The Office of Civil Rights (OCR) has announced Phase 2 of its HIPAA audits, according to a public announcement.
The agency, which is a part of the Department of Health & Human Services, will be conducting these audits in an effort to keep covered entities accountable and compliant in HIPAA security protocol. By auditing a pool of covered entities and business associates, OCR hopes to ensure that HIPAA policies are being adhered to.
“Audits are an important compliance tool for OCR that supplements OCR’s other enforcement tools, such as complaint investigations and compliance reviews,” OCR explained. “These tools enable OCR to identify best practices and proactively uncover and address risks and vulnerabilities to protected health information (PHI).”
This second phase of the OCR HIPAA audit process will assess the policies and strategies that covered entities and business associates have adopted in an effort to remain HIPAA compliant.
In a question and answer document published by OCR, the agency explains several key aspects of the audit process, including which kinds of entities will be included in the audit and how the process will work.
The audit process will consist of three phases, including a small desk audit and then a more in-depth desk audit.

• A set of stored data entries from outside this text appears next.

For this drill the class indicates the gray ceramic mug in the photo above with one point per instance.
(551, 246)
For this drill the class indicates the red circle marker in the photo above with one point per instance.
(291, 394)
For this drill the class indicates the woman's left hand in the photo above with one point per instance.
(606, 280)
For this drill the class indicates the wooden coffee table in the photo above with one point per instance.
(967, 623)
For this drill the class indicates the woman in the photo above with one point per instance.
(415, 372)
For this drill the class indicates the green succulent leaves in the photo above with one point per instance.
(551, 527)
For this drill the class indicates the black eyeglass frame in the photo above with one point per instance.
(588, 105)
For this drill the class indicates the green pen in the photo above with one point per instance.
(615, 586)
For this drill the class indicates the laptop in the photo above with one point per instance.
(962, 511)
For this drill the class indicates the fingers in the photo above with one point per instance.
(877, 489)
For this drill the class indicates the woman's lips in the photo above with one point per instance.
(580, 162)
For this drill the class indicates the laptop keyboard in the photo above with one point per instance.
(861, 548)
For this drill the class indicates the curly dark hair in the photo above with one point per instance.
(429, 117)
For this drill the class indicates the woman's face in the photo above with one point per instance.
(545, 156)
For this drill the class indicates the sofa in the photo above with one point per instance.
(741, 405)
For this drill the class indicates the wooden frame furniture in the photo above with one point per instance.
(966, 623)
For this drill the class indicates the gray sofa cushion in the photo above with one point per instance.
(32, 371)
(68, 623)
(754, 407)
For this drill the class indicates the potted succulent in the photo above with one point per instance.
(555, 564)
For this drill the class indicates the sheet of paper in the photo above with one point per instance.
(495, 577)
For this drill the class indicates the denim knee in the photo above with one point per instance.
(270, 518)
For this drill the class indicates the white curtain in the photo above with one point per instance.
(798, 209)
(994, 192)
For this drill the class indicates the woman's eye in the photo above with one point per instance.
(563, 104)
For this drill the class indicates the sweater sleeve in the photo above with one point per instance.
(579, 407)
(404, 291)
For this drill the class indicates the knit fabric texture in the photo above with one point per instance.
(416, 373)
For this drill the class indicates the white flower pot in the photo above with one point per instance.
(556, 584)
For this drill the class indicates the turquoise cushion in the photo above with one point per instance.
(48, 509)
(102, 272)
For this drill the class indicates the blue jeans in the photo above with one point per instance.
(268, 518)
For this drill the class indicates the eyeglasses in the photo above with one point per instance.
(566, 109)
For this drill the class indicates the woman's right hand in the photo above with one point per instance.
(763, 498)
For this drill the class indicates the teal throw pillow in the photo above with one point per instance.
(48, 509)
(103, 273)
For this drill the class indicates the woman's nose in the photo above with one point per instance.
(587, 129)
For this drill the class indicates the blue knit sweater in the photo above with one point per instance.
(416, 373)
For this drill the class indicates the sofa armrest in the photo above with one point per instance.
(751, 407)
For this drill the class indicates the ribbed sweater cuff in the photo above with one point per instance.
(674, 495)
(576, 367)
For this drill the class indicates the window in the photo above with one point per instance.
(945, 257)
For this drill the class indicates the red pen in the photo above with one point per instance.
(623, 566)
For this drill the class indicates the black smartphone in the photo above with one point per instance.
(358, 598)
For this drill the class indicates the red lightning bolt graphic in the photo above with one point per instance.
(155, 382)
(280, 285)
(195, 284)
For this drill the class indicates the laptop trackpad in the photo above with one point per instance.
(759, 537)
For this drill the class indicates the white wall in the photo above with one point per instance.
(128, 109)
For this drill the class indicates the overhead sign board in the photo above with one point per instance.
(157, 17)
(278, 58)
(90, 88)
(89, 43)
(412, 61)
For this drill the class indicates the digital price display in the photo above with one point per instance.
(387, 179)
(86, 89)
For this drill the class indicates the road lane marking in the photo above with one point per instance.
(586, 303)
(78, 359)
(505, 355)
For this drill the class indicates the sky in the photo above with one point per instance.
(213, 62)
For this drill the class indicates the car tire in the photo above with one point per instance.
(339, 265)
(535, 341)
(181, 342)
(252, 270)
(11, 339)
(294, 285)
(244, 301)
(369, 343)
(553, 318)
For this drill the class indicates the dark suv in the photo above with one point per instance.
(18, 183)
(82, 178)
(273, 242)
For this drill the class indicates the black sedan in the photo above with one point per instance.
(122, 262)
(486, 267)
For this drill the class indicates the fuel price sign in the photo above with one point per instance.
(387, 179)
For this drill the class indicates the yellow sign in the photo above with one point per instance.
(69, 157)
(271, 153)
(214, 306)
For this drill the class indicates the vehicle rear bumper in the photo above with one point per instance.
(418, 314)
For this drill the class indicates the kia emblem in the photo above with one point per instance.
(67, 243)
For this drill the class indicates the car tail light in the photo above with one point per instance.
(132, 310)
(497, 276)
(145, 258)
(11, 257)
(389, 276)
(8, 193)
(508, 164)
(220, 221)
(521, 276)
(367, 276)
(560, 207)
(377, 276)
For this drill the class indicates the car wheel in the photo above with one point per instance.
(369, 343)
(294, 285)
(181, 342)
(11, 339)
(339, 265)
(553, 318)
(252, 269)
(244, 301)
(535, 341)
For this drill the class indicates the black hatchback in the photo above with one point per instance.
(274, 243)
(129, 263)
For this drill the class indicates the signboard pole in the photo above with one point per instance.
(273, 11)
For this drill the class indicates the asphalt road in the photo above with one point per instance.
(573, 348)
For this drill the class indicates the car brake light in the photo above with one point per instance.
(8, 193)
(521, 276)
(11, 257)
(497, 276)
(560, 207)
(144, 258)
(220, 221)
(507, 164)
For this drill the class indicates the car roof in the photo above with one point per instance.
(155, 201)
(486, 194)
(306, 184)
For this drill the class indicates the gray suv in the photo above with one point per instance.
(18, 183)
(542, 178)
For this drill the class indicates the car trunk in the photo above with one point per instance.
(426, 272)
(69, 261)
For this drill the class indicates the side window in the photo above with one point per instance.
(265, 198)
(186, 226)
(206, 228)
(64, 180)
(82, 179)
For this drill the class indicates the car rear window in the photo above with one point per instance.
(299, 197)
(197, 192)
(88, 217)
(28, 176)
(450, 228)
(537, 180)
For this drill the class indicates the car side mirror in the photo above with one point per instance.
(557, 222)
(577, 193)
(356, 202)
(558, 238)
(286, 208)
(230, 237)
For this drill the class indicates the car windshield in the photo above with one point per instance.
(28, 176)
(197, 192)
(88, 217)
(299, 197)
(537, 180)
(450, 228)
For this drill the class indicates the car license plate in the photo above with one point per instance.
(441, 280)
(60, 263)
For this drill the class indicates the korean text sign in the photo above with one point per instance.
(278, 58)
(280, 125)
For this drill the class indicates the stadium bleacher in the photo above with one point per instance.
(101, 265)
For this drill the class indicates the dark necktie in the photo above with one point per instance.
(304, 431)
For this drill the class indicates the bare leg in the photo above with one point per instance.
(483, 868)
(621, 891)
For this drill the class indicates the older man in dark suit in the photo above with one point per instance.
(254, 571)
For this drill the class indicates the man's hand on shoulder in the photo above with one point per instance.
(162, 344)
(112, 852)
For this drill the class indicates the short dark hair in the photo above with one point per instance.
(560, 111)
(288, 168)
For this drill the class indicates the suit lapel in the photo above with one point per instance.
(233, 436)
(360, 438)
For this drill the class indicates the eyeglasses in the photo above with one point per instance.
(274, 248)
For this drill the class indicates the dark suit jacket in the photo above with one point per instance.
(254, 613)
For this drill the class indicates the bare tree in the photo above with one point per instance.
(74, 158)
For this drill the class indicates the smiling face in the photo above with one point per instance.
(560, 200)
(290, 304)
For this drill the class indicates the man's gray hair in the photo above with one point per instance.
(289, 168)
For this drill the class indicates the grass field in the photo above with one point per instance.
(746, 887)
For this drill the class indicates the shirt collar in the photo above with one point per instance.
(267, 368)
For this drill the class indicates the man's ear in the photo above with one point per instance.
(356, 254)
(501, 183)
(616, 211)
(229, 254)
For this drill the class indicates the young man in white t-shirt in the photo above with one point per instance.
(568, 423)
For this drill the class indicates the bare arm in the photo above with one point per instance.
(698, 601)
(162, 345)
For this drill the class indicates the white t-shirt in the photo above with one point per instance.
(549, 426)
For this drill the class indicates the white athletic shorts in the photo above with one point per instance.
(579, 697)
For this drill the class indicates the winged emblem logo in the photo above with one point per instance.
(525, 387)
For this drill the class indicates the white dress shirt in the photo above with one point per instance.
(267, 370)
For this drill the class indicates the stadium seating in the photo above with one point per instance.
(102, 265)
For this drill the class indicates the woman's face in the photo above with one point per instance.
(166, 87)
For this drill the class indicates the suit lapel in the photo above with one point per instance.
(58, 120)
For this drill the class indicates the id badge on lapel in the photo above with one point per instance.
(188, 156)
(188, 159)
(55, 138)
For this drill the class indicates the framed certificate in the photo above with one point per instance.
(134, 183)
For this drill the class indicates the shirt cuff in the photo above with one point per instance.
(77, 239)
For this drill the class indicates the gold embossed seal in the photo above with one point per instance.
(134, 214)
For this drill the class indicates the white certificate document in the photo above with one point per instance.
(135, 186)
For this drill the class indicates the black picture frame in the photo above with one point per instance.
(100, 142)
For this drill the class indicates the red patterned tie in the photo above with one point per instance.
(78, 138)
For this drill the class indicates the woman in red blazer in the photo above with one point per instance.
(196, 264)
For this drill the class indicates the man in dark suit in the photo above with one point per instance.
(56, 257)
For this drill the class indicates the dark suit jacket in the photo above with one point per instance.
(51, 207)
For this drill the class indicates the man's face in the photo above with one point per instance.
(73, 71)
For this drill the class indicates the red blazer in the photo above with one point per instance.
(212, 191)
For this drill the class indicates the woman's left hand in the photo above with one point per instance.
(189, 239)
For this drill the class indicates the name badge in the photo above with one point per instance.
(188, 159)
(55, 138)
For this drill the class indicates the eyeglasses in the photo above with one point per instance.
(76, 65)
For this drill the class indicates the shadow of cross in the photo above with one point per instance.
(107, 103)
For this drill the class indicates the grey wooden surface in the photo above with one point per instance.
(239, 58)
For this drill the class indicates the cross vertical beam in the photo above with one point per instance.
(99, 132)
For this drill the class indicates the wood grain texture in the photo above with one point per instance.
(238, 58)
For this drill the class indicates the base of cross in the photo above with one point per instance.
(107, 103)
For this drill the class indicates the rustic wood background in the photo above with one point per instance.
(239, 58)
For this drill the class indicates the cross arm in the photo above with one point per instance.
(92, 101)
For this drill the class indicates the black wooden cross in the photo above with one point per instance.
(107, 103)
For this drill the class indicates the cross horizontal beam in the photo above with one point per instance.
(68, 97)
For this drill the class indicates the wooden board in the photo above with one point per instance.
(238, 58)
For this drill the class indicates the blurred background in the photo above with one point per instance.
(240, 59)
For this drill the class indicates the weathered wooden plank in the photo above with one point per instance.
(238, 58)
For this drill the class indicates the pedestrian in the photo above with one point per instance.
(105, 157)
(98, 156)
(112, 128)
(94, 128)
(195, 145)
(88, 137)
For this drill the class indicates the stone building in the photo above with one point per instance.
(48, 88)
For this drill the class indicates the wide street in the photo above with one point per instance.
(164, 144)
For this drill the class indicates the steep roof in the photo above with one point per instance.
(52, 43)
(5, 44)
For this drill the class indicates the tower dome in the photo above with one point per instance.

The in-depth desk audit will examine compliance with the various HIPAA security, privacy, and breach notification rules. The final phase will include a more general audit examining broad HIPAA compliance across all aspects of the healthcare organization.
Using the data gathered from the audits, OCR will determine its best course of action to help entities better adhere to HIPAA rules and develop better strategies.
“The aggregated results of the audits will enable OCR to better understand compliance efforts with particular aspects of the HIPAA Rules,” OCR said. “Generally, OCR will use the audit reports to determine what types of technical assistance should be developed and what types of corrective action would be most helpful.”
Although HIPAA audits are intended to be improvement-oriented with the end goal of creating better protocols to help entities adhere to HIPAA, there are some incidences in which an entity presents a glaring issue with security.
In these events, OCR may investigate further, but it does not plan on publishing individual audit information publically. That said, the agency does maintain that under the Freedom of Information Act (FOIA), it may need to release audit notification letters should the public ask for them.
OCR will select its audit pool in the coming months, ideally creating a pool that is representative of the healthcare landscape, including various different providers, health plans, healthcare clearinghouses, and business associates.
“By looking at a broad spectrum of audit candidates, OCR can better assess HIPAA compliance across the industry – factoring in size, types and operations of potential auditees,” the agency explained. “Sampling criteria for auditee selection will include size of the entity, affiliation with other healthcare organizations, the type of entity and its relationship to individuals, whether an organization is public or private, geographic factors, and present enforcement activity with OCR.”
The audit process will begin with OCR contacting its auditees for confirmation of contact and other information. The process will then consist of a back and forth of information exchange, with OCR sharing audit results with auditees as it continues with the process. In the end, OCR says it will use all of its audit data to create a better understanding of HIPAA compliance efforts and develop better industry protocol.
“OCR’s audits will enhance industry awareness of compliance obligations and enable OCR to better target technical assistance regarding problems identified through the audits,” OCR stated. “Through the information gleaned from the audits, OCR will develop tools and guidance to assist the industry in compliance self-evaluation and in preventing breaches. We will evaluate the results and procedures used in our phase 2 audits to develop our permanent audit program.”